You don't want to simply know when to play in theory, you need to know it well enough that you don't have to think.



This is also the advice I give to real life students (and on occasions have given here).

Sing it, whether it's out loud or in your head.

Do it with the song first until you can do it without, then do it on guitar.

You could also try to go to basic 7/4 snare rudiments. I'm sure you can find them on the internet, or make up your own in guitarpro or something.

What you do is you take these, and replace the snare hits with chugs, strums w/e the passage requires as far as right hand goes.

The left hand it will follow in time.

If the left hand can't keep up, you either play too fast (unlikely) or you haven't made it so that the right hand is dominant in your playing, but for some reason the non dominant hand seems to have some kind of mirror effect to ur dominant hand.

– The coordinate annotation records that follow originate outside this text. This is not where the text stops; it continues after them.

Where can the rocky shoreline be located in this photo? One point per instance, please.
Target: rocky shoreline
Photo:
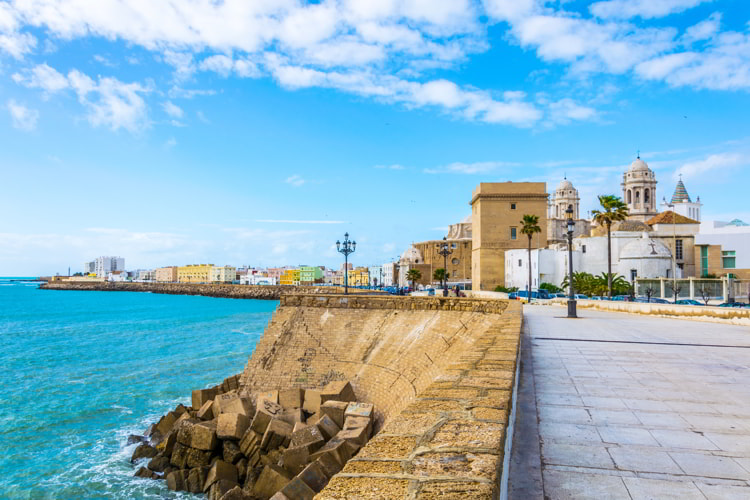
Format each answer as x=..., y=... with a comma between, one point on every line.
x=264, y=292
x=278, y=445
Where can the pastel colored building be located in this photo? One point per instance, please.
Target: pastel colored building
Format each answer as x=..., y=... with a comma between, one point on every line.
x=290, y=277
x=194, y=273
x=359, y=277
x=166, y=274
x=310, y=274
x=223, y=274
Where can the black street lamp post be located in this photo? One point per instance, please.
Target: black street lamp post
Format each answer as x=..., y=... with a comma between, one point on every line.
x=571, y=295
x=347, y=247
x=445, y=252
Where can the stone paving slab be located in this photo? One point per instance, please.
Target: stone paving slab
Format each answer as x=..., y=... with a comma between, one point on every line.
x=633, y=407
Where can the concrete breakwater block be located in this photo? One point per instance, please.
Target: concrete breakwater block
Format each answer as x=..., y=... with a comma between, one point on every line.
x=233, y=445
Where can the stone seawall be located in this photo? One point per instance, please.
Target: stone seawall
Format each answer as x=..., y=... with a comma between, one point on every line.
x=208, y=290
x=440, y=371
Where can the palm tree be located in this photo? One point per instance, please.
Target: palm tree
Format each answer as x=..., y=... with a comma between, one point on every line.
x=439, y=275
x=530, y=226
x=614, y=209
x=413, y=275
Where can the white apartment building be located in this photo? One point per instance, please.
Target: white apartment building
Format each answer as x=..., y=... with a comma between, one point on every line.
x=223, y=274
x=634, y=255
x=375, y=275
x=258, y=279
x=145, y=275
x=389, y=271
x=105, y=265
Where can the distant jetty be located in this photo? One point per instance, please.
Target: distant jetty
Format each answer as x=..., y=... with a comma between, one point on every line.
x=262, y=292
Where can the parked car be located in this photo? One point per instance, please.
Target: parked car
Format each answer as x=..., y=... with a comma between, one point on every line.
x=535, y=294
x=656, y=300
x=622, y=298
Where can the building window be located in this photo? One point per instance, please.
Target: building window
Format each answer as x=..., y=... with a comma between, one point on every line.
x=728, y=259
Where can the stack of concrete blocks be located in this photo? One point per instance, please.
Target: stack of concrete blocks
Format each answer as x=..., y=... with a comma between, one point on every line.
x=284, y=445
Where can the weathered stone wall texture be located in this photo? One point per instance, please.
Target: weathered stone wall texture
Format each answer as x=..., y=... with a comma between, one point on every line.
x=439, y=371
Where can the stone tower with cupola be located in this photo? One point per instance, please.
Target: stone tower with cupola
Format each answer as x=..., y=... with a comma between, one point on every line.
x=565, y=196
x=639, y=191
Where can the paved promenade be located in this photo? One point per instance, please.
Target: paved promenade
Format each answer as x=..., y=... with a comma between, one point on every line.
x=619, y=406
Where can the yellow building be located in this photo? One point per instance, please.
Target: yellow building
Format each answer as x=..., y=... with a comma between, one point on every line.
x=194, y=273
x=223, y=274
x=359, y=276
x=290, y=277
x=496, y=212
x=166, y=274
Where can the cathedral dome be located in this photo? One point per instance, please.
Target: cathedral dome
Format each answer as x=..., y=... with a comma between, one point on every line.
x=411, y=256
x=645, y=248
x=639, y=166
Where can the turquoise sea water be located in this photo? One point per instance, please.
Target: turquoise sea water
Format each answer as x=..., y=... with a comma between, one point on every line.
x=83, y=370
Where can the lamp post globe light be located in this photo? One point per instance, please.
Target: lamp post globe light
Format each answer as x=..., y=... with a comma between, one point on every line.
x=571, y=295
x=445, y=252
x=347, y=247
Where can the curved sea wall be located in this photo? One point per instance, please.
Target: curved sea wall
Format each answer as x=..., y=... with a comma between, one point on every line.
x=208, y=290
x=441, y=373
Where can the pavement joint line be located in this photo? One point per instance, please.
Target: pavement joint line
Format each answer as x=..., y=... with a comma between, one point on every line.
x=678, y=344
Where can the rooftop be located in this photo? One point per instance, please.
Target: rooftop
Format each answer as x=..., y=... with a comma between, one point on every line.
x=670, y=217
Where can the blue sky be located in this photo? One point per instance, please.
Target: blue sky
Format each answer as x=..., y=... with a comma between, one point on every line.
x=259, y=132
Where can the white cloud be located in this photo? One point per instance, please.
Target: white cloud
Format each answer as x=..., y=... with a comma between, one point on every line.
x=704, y=30
x=43, y=77
x=566, y=110
x=287, y=221
x=381, y=50
x=224, y=65
x=173, y=110
x=23, y=117
x=646, y=9
x=484, y=167
x=710, y=165
x=104, y=61
x=109, y=101
x=394, y=166
x=295, y=180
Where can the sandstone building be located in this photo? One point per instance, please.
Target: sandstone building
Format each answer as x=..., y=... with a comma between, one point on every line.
x=639, y=190
x=564, y=197
x=496, y=213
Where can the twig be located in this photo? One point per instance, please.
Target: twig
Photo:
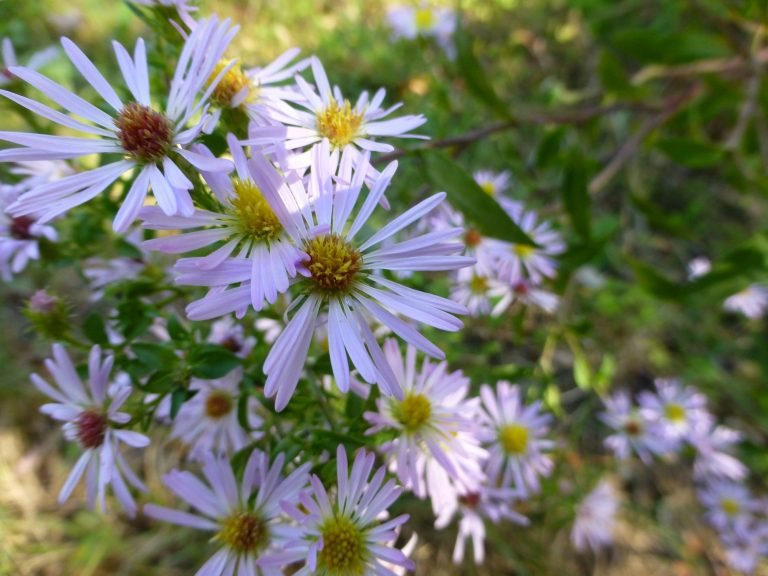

This you can only experience over time.

This might go a bit philosophical, but somehow this goes for a lot of things in your body.

If you try to aim a ball or a gun, over time ur hands will mirror your eyes and your hands will get the projectile to the target without thinking or actively measuring the force and angle of your throwing hand.

Same with hearing (think dancing to the beat) your body follows your ears without you going "left hand here, Right foot there" This one is actually relatable to what Zaphod and I suggested. If you can sing it (read "truly listen"), your fingers will play it as 2nd nature once your passed a point in your practise.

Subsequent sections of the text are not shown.